Plains Releases Tar Ball Fingerprint Analysis Results
Plains All American Pipeline has received final lab results from an analysis of tar balls collected from California beaches following the May 19 accidental crude oil release from its Line 901 in Santa Barbara.
Between May 19 and June 11, more than 50 samples of tar balls and oiled beach material were collected along the shoreline from as far west as Gaviota and as far south as San Clemente Beach. In addition, samples were collected from natural seeps in the area known to be sources of shoreline oiling and from oil released from Line 901.
Scientists used analytical techniques to provide chemical “fingerprints” of the tar balls, natural seeps and Line 901 oil.

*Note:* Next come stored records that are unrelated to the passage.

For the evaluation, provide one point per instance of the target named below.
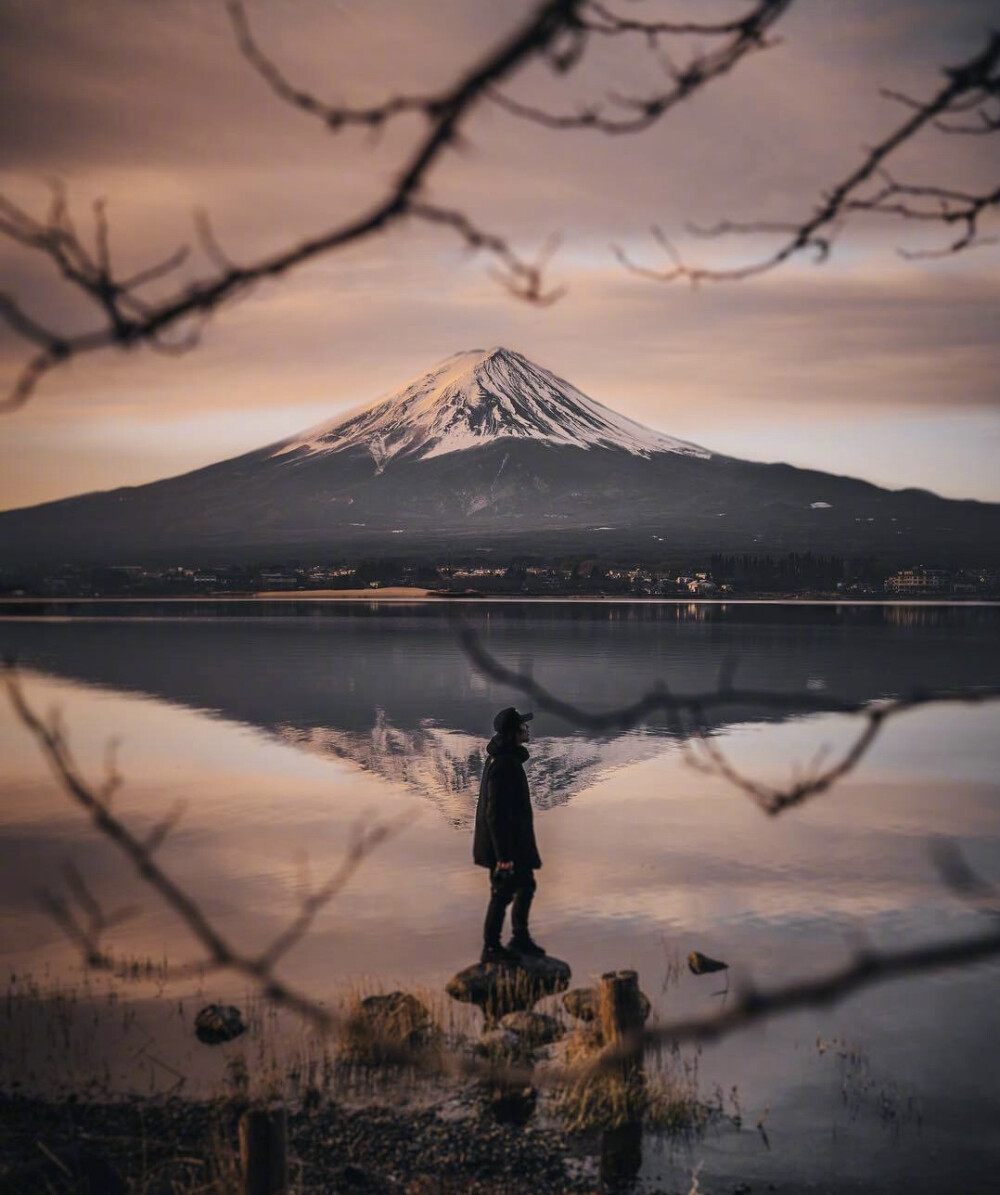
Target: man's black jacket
(504, 827)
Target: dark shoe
(497, 954)
(522, 944)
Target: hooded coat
(504, 826)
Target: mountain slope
(489, 452)
(472, 398)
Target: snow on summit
(476, 397)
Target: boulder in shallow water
(533, 1028)
(384, 1028)
(498, 988)
(219, 1023)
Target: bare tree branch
(687, 710)
(221, 954)
(747, 35)
(127, 320)
(973, 83)
(865, 969)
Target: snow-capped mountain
(479, 396)
(492, 457)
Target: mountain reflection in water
(390, 690)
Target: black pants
(516, 887)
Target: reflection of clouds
(655, 849)
(447, 765)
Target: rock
(533, 1028)
(219, 1023)
(701, 964)
(382, 1028)
(500, 1046)
(498, 988)
(582, 1004)
(513, 1105)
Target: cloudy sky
(870, 365)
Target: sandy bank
(388, 593)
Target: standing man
(504, 839)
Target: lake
(281, 728)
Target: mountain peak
(476, 397)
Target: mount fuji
(489, 452)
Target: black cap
(509, 719)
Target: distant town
(796, 575)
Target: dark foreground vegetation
(183, 1147)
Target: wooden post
(262, 1151)
(621, 1023)
(621, 1013)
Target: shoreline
(430, 596)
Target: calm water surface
(280, 731)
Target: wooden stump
(621, 1016)
(262, 1151)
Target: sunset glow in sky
(871, 365)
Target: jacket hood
(501, 746)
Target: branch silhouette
(128, 319)
(85, 929)
(973, 85)
(558, 34)
(687, 712)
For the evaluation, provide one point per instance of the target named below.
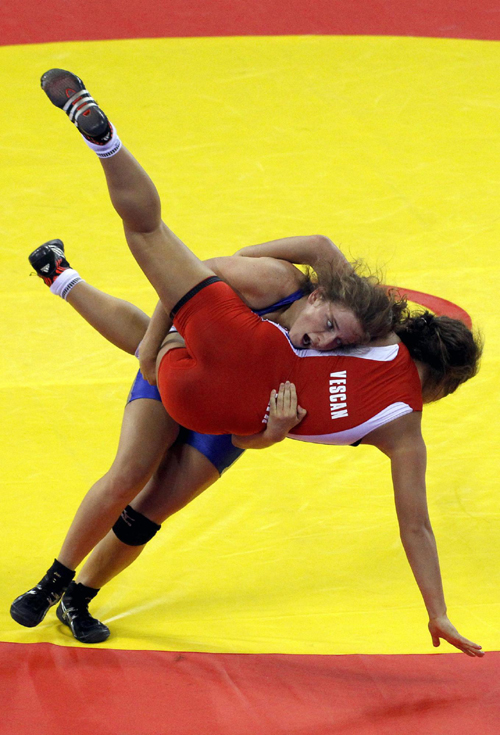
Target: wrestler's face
(324, 325)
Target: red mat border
(52, 20)
(50, 689)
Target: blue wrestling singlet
(217, 448)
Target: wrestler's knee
(126, 478)
(133, 528)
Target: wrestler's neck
(286, 316)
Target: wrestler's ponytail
(449, 349)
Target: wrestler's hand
(284, 412)
(442, 628)
(147, 363)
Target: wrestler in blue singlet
(218, 449)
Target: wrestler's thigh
(146, 430)
(184, 473)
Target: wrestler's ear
(318, 293)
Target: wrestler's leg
(183, 474)
(146, 430)
(119, 321)
(169, 265)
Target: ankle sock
(107, 150)
(59, 576)
(79, 593)
(65, 282)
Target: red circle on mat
(439, 306)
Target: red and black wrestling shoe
(67, 91)
(49, 261)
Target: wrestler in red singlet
(221, 381)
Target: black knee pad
(133, 528)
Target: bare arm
(402, 441)
(158, 328)
(309, 250)
(258, 281)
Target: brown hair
(377, 309)
(448, 348)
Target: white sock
(65, 282)
(109, 149)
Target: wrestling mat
(280, 601)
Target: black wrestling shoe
(30, 608)
(49, 261)
(67, 91)
(73, 611)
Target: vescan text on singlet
(338, 397)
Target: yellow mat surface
(390, 146)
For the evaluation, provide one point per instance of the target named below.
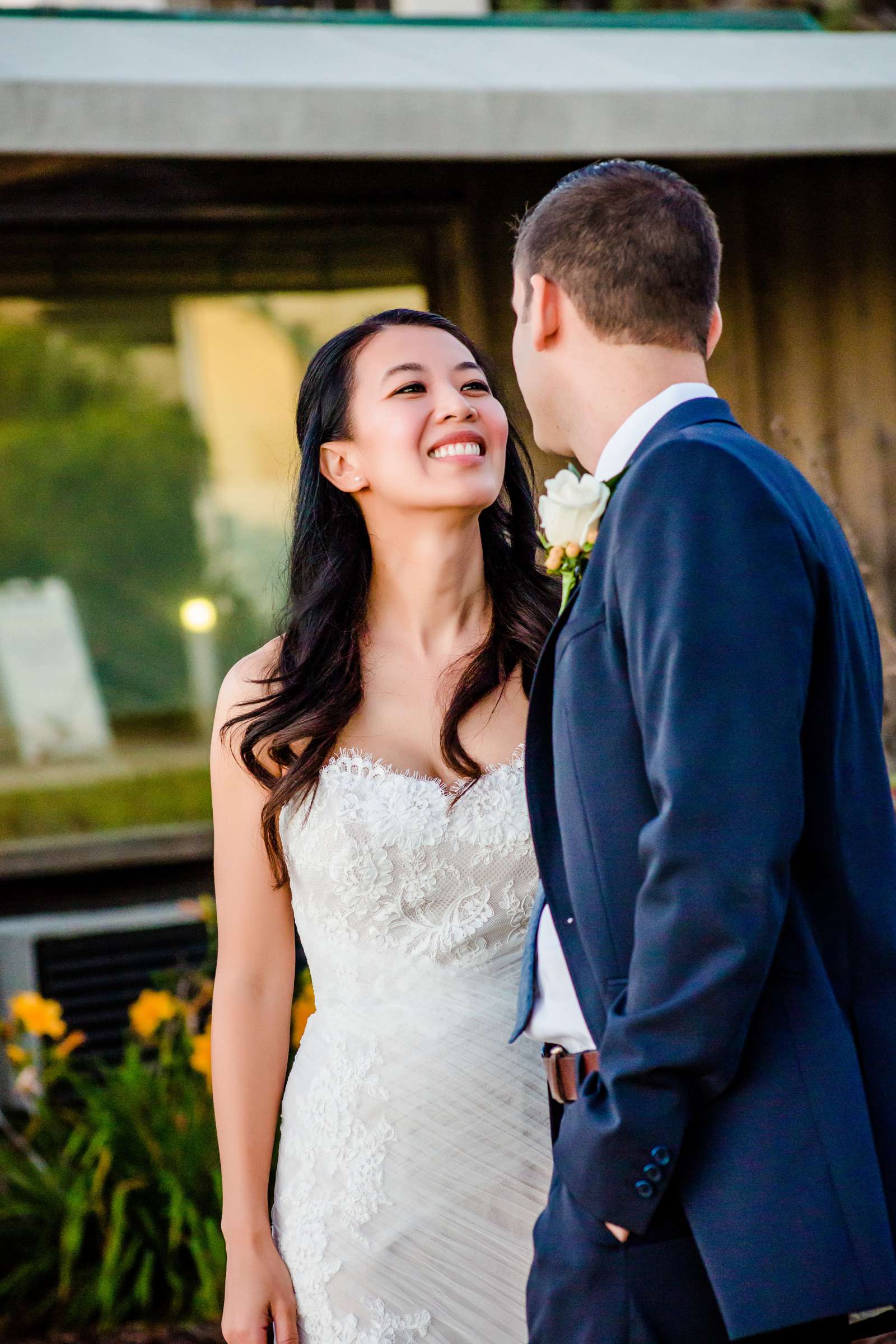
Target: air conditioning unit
(95, 963)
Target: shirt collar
(633, 431)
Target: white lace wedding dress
(414, 1141)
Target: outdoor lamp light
(198, 615)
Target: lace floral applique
(517, 909)
(338, 1144)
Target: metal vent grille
(97, 976)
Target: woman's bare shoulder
(250, 676)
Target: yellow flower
(200, 1058)
(302, 1010)
(72, 1042)
(151, 1009)
(38, 1015)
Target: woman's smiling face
(426, 432)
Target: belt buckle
(553, 1054)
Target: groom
(715, 980)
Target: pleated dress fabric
(414, 1152)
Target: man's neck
(614, 382)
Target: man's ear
(339, 468)
(544, 311)
(715, 331)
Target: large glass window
(147, 461)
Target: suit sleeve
(716, 615)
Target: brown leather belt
(566, 1072)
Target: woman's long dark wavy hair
(316, 682)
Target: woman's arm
(250, 1027)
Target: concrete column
(438, 8)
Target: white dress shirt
(557, 1015)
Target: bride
(372, 788)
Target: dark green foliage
(110, 1210)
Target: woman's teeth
(457, 451)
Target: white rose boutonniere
(571, 510)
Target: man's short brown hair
(634, 246)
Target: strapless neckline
(352, 757)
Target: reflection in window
(147, 459)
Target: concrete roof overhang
(477, 89)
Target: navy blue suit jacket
(715, 832)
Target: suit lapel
(539, 761)
(539, 737)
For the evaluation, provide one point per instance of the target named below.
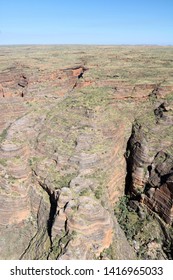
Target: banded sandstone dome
(80, 127)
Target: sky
(105, 22)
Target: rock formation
(66, 118)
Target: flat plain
(86, 154)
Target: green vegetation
(3, 135)
(140, 231)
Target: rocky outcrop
(65, 121)
(149, 169)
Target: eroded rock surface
(66, 118)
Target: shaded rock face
(149, 169)
(66, 117)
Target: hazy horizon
(51, 22)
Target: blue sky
(86, 22)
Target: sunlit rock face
(66, 119)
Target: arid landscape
(86, 152)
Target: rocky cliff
(66, 154)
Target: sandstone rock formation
(66, 118)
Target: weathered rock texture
(66, 116)
(150, 163)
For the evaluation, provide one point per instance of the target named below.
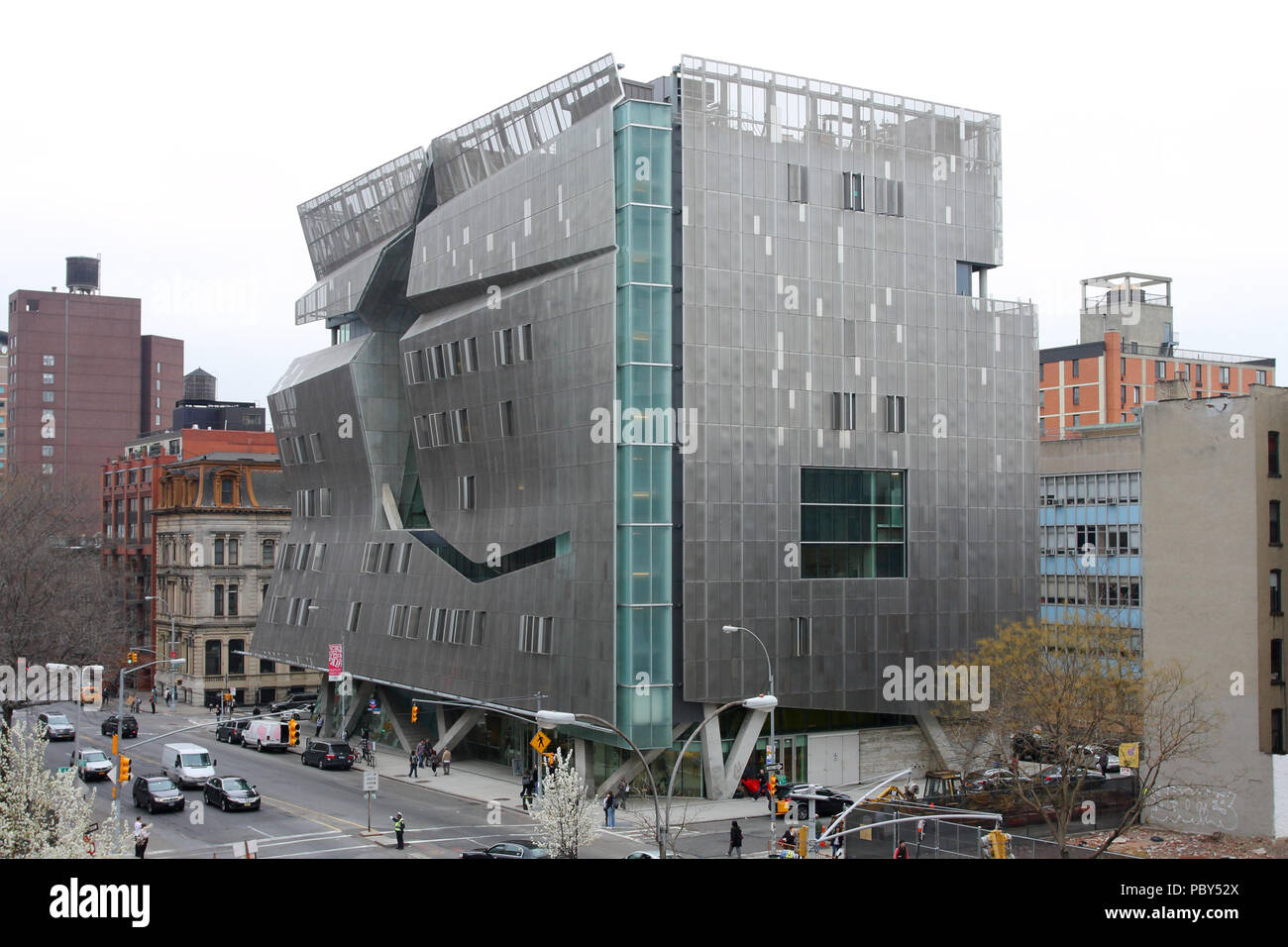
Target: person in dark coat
(734, 839)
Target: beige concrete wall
(1207, 596)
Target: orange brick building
(1104, 381)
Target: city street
(309, 812)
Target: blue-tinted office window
(851, 523)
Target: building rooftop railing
(1167, 351)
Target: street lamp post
(168, 652)
(553, 718)
(765, 701)
(772, 755)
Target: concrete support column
(581, 759)
(741, 751)
(632, 767)
(359, 702)
(712, 758)
(463, 725)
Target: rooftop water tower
(82, 273)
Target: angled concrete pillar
(581, 757)
(403, 738)
(940, 748)
(632, 767)
(357, 703)
(741, 751)
(712, 758)
(463, 725)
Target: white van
(267, 735)
(187, 764)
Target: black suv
(129, 728)
(327, 754)
(295, 701)
(156, 791)
(231, 731)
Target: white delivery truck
(187, 764)
(267, 735)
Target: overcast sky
(176, 141)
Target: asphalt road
(305, 812)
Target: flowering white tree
(46, 814)
(566, 817)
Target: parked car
(993, 779)
(1054, 775)
(295, 701)
(1090, 758)
(91, 764)
(129, 725)
(329, 754)
(158, 792)
(1033, 748)
(510, 848)
(267, 735)
(231, 792)
(831, 804)
(56, 727)
(231, 731)
(187, 764)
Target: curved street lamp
(554, 718)
(765, 701)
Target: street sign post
(370, 785)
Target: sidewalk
(490, 783)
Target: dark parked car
(295, 701)
(510, 848)
(327, 754)
(831, 802)
(129, 728)
(231, 731)
(231, 792)
(56, 727)
(156, 792)
(1087, 777)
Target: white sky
(176, 141)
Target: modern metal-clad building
(610, 372)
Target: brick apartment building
(82, 380)
(1128, 344)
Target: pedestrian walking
(141, 836)
(399, 826)
(734, 839)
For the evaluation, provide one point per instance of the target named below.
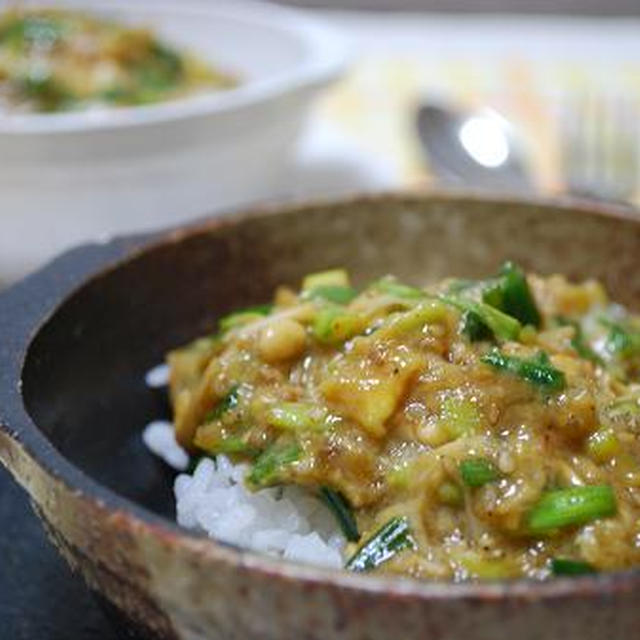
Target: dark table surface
(40, 599)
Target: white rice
(285, 522)
(157, 377)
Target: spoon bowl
(476, 149)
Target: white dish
(77, 176)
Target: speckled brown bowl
(78, 336)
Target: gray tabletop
(40, 599)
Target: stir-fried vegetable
(537, 370)
(622, 341)
(332, 286)
(478, 410)
(392, 287)
(571, 507)
(246, 316)
(389, 540)
(297, 416)
(568, 567)
(343, 513)
(270, 463)
(476, 472)
(500, 324)
(229, 402)
(579, 342)
(56, 59)
(474, 328)
(511, 294)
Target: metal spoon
(477, 150)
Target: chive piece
(578, 342)
(329, 278)
(343, 513)
(622, 341)
(537, 370)
(567, 567)
(500, 324)
(245, 316)
(333, 325)
(385, 543)
(511, 294)
(229, 402)
(392, 287)
(476, 472)
(333, 293)
(297, 416)
(459, 285)
(570, 507)
(233, 444)
(450, 494)
(267, 467)
(473, 327)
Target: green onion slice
(571, 507)
(267, 468)
(342, 511)
(567, 567)
(384, 544)
(537, 370)
(476, 472)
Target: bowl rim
(326, 60)
(63, 277)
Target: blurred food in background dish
(81, 175)
(61, 60)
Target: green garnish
(392, 287)
(476, 472)
(240, 318)
(329, 278)
(567, 567)
(267, 468)
(333, 325)
(571, 507)
(510, 293)
(333, 293)
(343, 513)
(622, 341)
(579, 342)
(474, 328)
(229, 402)
(388, 541)
(233, 444)
(536, 370)
(297, 416)
(500, 324)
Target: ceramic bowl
(78, 336)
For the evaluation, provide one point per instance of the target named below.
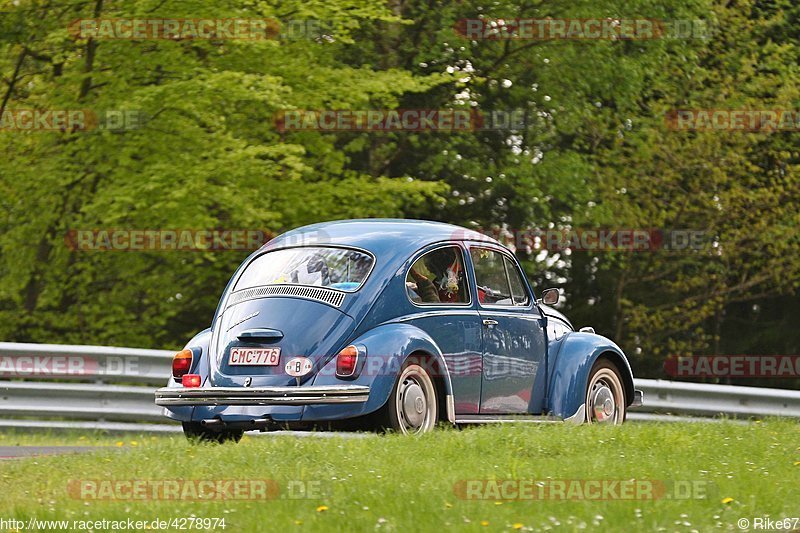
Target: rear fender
(388, 347)
(199, 347)
(570, 372)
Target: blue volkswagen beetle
(394, 324)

Oil fingerprinting is routinely used to determine the source of shoreline oiling by industry, researchers as well as government and regulatory entities.
Various analyses and interpretations of the oil sources were conducted at the Woods Hole Oceanographic Institution, the University of California Santa Barbara and Zymax Forensics Laboratory.
The results from the analyses to date show that during the first week after the release, May 19 to May 25, beaches impacted with oil from Line 901 were limited to those from Gaviota to El Capitan.
In the second week following the release, May 26 to May 31, a mix of Line 901 released oil and oil from other sources reached beaches in Ventura County and in Los Angeles County from Santa Monica to Redondo Beach. During this same time, analysis of tar balls collected from the beaches between Gaviota and Santa Barbara showed the oil was from sources other than Line 901.
With respect to Manhattan Beach in Los Angeles County, lab results from tar balls collected on May 27 showed that a mix of oil from the Line 901 release and natural seeps contributed to tar balls in this area.
Between June 1 and June 7, analysis of tar ball samples collected from Gaviota to Santa Barbara showed the oil came only from sources other than the oil released from Line 901. Sheen sampling was conducted offshore at seven locations between Refugio and El Capitan Beaches on June 4 and results confirmed the source of this material was entirely from natural seeps.
Analysis of tar ball samples collected from Refugio Beach and Coal Oil Point between June 8 and June 11 showed the oil came from sources other than Line 901 released oil.